Some ask why the Palestinians seem to have been left behind in the so-called Arab Spring. In fact, they have not.

Palestinians in Lebanon, the Palestinian territories, and throughout the Middle East region have been engaging in nonviolent resistance over the past year. But the Western media have been largely silent in their coverage of this remarkable movement, which is unifying groups as disparate as Fatah, Islamic Jihad, Hamas, and The Popular Front for the Liberation of Palestine.

Unless the West recognizes these peaceful initiatives, some Palestinians may question whether nonviolent civil resistance will be any better than its violent alternative.

The current nonviolent resistance movement in the region – known as the Arab Spring or Arab Awakening – can, in fact, be connected back to the struggle that started in the Palestinian territories in 1987.

As American University of Beirut Professor Rami Zurayk notes, “the Arab uprisings have of course taken their inspiration from the [first] Palestinian intifada.” However he clarifies that the reverse is also true: There is “a constant feeding in from the Arab uprisings to Palestine and from Palestine to the Arab uprisings.”

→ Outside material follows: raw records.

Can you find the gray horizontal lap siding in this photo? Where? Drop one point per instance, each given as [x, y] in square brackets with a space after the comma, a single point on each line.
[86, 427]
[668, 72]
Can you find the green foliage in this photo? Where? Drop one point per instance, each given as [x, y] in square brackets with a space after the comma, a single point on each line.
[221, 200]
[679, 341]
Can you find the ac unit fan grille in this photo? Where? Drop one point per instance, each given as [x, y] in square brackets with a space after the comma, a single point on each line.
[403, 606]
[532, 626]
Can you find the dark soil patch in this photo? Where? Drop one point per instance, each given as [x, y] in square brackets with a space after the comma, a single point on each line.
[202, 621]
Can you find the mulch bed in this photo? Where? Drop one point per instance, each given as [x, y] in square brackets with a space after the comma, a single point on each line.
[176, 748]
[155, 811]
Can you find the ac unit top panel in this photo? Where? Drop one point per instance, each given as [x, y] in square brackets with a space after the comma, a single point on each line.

Here in Lebanon, the diplomatic Israeli-Palestinian peace process embraced by the West has never been very popular. According to the leaked “Palestine papers,” Palestinian negotiators were willing to concede the right of return, recognized by UN Security Council resolution 194, to all Palestinian refugees but a select 10,000. One should not be surprised that this concession was unpopular here; over 400,000 Palestinian refugees are registered in Lebanon alone.

But their reaction to this and other developments has shifted in recent months. While in the past many Palestinian refugees living in Lebanon have supported the path of armed resistance to fight for their rights, today they are peacefully taking to the streets.

The new wave of Palestinian non-violent civil resistance in Lebanon started last year on the anniversary of the Nakba, or “catastrophe,” to commemorate the expulsion or fleeing of around 700,000 Palestinians from their land in 1948. On May 15,  2011 more than 50,000 Palestinian refugees gathered in a non-violent demonstration near Lebanon’s southern border with Israel. Since then, Lebanon’s Palestinians have been regularly organizing peaceful sit-ins and demonstrations, demanding civil rights in Lebanon (which they lack) and the right to return to their homeland.

But while the Palestinian Authority’s recent bid for statehood at the United Nations generated a lot of Western media interest, that same media are not reporting on the Palestinians’ peaceful protests in Lebanon, and were mostly silent when Hamas leaders in Gaza issued a declaration last December that “violence is no longer the primary option” for the party’s resistance against Israeli occupation.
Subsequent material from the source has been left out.